Mimi began to sob. “Don’t go. You don’t have to go.”

“I do. I’m sorry. Be happy for me.”

* *

Mimi passed the kitchen and headed for the gameroom where big sliding glass doors lead outside to the deck. She had two chunky sticks of sidewalk chalk in one hand.

“Don’t wander off too far, Meems, you want PB&J for lunch?”

“Sounds great, mama!”

Outside on the deck she found her father patiently trying to load string onto a string trimmer. Mimi looked at the flagpole. Some shadow, but not much.

“Hey kiddo, grab hold of the end of this line and pull it taut, okay?”

Mimi dropped the chalk in the corner and went over to her dad, glancing back at the flagpole.

“Easy now, not too hard . . .” he held one part of the trimmer down with his left thumb and manipulated the line reel with his right hand. “Okay, baby, thanks!”

Mimi ran back to the corner where the chalk lay. The flagpole shadow was nearly gone.

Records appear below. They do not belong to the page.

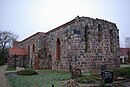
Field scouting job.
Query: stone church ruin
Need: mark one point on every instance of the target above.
(83, 43)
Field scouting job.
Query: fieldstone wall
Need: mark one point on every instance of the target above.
(33, 44)
(17, 61)
(73, 44)
(83, 43)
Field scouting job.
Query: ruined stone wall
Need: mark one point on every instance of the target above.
(83, 43)
(17, 61)
(33, 44)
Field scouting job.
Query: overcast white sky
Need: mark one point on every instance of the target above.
(26, 17)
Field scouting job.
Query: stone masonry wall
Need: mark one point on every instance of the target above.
(72, 39)
(33, 44)
(83, 43)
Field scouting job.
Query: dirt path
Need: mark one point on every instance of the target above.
(3, 82)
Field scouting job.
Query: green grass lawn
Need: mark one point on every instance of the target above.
(45, 79)
(10, 69)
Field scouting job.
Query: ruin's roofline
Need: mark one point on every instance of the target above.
(31, 36)
(66, 24)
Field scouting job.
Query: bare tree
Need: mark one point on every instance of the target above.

She heard her father’s voice and it had an unaccustomed note of urgency. “Mimi, look up there, you know what that is?”

She peered up into the sky where he was pointing, “the bird?”

“That’s no ordinary bird. That’s a red-tailed hawk.Look at him, he’s circling around up there, looking for lunch.”

“What does he like to eat?”

“Oh, other birds, I guess, mice, rabbits, squirrels. Any of those critters out there had better watch out. He’ll come down on them at about 100 miles per hour and sink his big talons into ‘em. He’s a raptor, and raptors have tremendous eyesight and descend at phenomenal speed. Remember that Tennyson poem we read? About the eagle? ‘And like a thunderbolt, he falls’”

Mimi stood up on one of the crosspieces and looked down at the flagpole. No shadow. She peered into the yard and thought she saw Red in the corner of the yard on a little rock. She yelled, “Red! Red! hide!”

Her father gave a little chuckle. “They can’t hear you, honey. And who’s ‘Red’?”

Red stood out now as he began his trek diagonally across the new mown yard. The hawk began its descent, tucking its wings back and making of itself a streamlined projectile. Mimi and her father both winced when the raptor made impact, throwing up a puff of dry grass.. The bird so stunned itself that it had to walk about seemingly to regain its senses. Its prey, however, was locked, squirming in its talons.

At length, the hawk took off with powerful strokes of its large wings. Its cargo, dangling below, twisted and wriggled as it ascended. Mimi burst into sobs as she watched, then was forced off her perch and back onto the deck as the bird unaccountably altered its flight path and flew directly overhead within a few feet of her. Red looked Mimi in the eyes one last time and was gone.